Sarah Rafanelli

Personal information
- Full name: Sarah Elizabeth Rafanelli
- Date of birth: June 7, 1972 (age 54)
- Place of birth: Santa Clara, California, U.S.
- Height: 5 ft 4 in (1.63 m)
- Position: Forward

College career
- Years: Team / Apps / (Gls)
- 1990–1993: Stanford Cardinal

International career
- 1992–1995: United States / 35 / (8)

Medal record
FIFA Women's World Cup
| Bronze medal – third place | 1995 Sweden |  |

= Sarah Rafanelli =

American soccer player (born 1972)

Sarah Elizabeth Rafanelli (born June 7, 1972) is an American retired soccer forward and former member of the United States women's national soccer team.

==Early life==
Rafanelli was born in Santa Clara, California to parents, Mark and Pam Rafanelli and is the second of four sisters. She began playing soccer at age eight and played volleyball and tennis at the College Preparatory School in Oakland, joining the school's soccer team late in high school.

===Stanford University===
Rafanelli attended Stanford University from 1990 to 1993. During her senior year with the Stanford Cardinal, Rafanelli led the team to an 18–2–2 record and trip to the Final Four. She led Stanford in scoring during three of her four seasons with the team, scoring 59 career goals, providing 34 assists for a total of 152 points – all records at the school. In her four years with the Cardinal, the team went 67–9–4 and advanced to the NCAA Playoffs each season.

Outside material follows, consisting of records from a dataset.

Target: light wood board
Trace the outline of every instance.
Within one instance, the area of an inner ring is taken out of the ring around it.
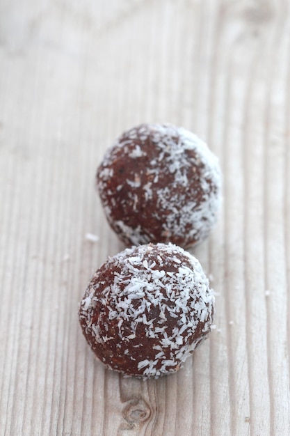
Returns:
[[[1,435],[289,435],[289,8],[0,1]],[[149,382],[105,370],[77,318],[91,274],[123,248],[97,166],[143,121],[207,141],[224,196],[194,251],[216,328],[178,373]]]

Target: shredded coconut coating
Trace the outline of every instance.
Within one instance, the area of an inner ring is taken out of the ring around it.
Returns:
[[[106,153],[97,185],[106,218],[127,245],[205,239],[220,203],[216,157],[193,133],[141,124]]]
[[[198,260],[172,244],[126,249],[92,276],[79,309],[97,358],[127,375],[176,372],[211,330],[214,292]]]

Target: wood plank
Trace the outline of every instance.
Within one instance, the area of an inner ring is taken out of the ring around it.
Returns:
[[[4,0],[0,67],[0,434],[287,436],[287,0]],[[216,328],[178,373],[147,382],[95,361],[77,318],[123,248],[97,165],[143,121],[204,138],[224,193],[193,251]]]

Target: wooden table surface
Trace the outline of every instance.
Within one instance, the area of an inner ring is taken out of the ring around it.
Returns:
[[[1,0],[1,436],[289,435],[289,8]],[[92,272],[123,248],[97,166],[143,121],[207,141],[224,197],[194,251],[216,328],[148,382],[105,370],[77,318]]]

Rafanelli earned All-American honors in 1992 and 1993 and set a new scoring record that would stand for 17 years until finally being beaten by Christen Press in 2010. The previous scoring record had been set the preceding year by Rafanelli's teammate, Julie Foudy.

==Playing career==

===International===
Rafanelli played for the United States women's national soccer team from 1992 to 1995. In 1995, she was part of the team that won bronze at the Women's World Cup.

==Coaching career==
Rafanelli was an assistant coach at her alma mater, Stanford University, in 1994.